The family story is that it was her older sister, Amanda Justice, who was engaged to marry Edward Wilshire Salt in about 1850. Amanda had been out nursing a young neighbor couple with cholera, and came home infected with it herself. She died quickly after her first symptoms, in August 1850, and was laid out and buried in the dress she was to have been married in. I have never seen a date that Amanda’s wedding was to have been, but Wilshire married Ann in February 1851. Given that Amanda had a dress for her wedding already in August, I suspect that the wedding was supposed to be close to then.
Wilshire was 27 and Ann was 20 when they married. He had been farming, on land next to his father’s, and he and Ann presumably lived where he had been living. They mostly lived in the Salt house built by Wilshire’s father John, but the timing of their moving in isn’t clear (and happened between federal census years). They might have moved in with the older couple immediately after their marriage, but I suspect that it was some years later. John Salt’s third wife died in 1857 and it would make sense that it have been around that time that Wilshire and Ann moved in.

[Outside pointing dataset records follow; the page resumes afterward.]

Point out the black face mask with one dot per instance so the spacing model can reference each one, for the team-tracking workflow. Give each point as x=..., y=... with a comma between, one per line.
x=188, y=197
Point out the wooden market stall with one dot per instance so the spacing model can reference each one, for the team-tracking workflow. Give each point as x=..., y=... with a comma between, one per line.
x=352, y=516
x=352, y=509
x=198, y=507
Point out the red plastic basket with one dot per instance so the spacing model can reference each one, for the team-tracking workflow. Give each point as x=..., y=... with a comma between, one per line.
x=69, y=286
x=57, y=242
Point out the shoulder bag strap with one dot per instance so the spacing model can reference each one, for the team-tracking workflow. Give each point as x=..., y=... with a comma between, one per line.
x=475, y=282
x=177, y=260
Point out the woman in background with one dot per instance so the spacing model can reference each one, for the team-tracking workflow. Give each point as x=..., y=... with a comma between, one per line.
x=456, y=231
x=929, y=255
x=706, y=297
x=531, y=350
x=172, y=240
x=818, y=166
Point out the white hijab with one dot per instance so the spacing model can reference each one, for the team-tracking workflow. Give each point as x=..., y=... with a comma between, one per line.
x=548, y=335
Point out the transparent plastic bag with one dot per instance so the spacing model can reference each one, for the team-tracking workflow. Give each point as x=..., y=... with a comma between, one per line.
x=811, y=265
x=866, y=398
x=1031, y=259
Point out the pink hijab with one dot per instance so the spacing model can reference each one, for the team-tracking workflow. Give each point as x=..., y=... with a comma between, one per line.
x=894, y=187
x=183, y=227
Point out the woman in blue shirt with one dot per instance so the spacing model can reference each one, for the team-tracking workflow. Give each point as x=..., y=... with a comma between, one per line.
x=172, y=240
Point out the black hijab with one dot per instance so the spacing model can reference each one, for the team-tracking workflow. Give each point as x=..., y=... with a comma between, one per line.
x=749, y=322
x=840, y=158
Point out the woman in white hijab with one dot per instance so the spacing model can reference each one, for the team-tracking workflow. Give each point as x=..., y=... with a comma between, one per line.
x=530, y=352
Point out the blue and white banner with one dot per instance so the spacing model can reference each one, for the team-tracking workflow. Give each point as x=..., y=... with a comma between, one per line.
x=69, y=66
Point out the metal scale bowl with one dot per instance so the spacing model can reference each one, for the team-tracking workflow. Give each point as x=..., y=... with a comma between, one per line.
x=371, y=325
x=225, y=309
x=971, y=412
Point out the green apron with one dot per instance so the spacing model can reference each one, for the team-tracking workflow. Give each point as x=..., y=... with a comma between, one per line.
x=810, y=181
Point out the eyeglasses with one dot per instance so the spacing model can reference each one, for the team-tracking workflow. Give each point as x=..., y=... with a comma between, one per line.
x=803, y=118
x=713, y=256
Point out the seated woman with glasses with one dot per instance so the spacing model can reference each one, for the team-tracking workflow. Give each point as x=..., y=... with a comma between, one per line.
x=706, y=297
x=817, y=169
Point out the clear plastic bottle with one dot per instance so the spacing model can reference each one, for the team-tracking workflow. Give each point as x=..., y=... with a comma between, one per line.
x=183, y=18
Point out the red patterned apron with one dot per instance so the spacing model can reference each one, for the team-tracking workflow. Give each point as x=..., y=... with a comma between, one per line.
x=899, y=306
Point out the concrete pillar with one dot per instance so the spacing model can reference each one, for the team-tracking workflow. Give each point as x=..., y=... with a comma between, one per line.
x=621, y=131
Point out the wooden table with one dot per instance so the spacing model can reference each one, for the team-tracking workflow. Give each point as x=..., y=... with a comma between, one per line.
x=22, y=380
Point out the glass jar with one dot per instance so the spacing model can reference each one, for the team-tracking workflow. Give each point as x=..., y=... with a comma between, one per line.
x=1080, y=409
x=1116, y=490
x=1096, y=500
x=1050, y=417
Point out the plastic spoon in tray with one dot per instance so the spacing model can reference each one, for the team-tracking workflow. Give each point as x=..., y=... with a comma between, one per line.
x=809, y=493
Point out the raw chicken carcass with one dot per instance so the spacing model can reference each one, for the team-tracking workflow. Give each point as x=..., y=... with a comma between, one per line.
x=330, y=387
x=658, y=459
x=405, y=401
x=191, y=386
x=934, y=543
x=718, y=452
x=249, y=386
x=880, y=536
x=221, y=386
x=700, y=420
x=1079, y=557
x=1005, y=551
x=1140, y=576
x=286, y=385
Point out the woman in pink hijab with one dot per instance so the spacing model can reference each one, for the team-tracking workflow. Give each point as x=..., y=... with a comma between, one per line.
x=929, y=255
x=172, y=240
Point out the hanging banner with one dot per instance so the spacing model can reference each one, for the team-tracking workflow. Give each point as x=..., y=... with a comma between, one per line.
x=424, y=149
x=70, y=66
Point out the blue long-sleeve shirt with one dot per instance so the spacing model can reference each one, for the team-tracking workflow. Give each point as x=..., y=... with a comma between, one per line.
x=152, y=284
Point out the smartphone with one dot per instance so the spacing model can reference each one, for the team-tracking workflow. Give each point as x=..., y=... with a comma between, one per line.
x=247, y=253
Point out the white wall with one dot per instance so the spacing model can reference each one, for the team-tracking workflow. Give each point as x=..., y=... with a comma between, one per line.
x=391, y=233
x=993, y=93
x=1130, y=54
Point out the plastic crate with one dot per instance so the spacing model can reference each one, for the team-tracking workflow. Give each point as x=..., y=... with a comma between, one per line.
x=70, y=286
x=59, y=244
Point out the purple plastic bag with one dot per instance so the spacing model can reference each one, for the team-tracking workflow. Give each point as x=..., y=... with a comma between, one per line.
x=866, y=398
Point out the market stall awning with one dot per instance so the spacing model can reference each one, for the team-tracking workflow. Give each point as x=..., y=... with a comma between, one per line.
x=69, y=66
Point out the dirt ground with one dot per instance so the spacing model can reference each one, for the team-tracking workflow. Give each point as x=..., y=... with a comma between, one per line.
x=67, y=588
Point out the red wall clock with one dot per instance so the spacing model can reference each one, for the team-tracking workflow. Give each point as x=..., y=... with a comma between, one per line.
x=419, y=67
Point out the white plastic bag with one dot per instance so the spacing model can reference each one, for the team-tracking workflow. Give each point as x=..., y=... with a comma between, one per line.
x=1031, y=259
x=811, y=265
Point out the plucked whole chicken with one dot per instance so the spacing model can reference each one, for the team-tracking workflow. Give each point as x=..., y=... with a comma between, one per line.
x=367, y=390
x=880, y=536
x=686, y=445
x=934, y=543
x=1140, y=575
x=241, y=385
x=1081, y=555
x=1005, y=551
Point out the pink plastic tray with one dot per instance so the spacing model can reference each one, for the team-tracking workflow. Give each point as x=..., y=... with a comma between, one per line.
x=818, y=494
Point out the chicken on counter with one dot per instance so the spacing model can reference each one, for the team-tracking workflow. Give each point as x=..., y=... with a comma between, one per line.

By the end of 1857, Ann had borne 4 children. one of whom had died as an infant. The last child, a son, born to Ann and Wilshire was born in 1860 and named for his father. Then, her young husband, who seemed in the best of health, complained of feeling bad and died within the hour (as I was told by a cousin). Edward Wilshire Salt died in 1864 at age 40. I have not yet found any record of his death (except on his gravestone) so don’t know if this is an accurate report of what happened.
After her husband’s death Ann moved with her children to New Richmond Ohio for a short while, and her daughter Jessie Belle attended the Parker’s Academy. While there Jessie Belle contracted Typhoid and only lived a week, dying at age 14 in 1866. At the time of the 1870 census, Ann and her sons were still in New Richmond and all three were in school – perhaps the Academy. It is said by my cousin that the remaining next child (son Savil, named after Ann’s father) had tuberculosis (not uncommon in this time period) and although they tried sending him south for his health, it did not help and he died at age 23 in 1879. By the 1880 census Ann and her remaining two sons were back at the farm in Saltair and her sons were working as farm laborers.
Her older remaining son, Clifford, married in 1883 (see post about Katie Coffin Salt) and the young couple lived on the farm with Ann. Katie and her two young children remained there after Clifford’s accident and subsequent institutionalization and Ann lived with them. Ann continued to live on the farm even after Katie and her children moved out, dying there in 1905. She had never remarried and had managed to raise her children without much financial help. As her obituary said she was uncomplaining about this and worked earnestly to do her best.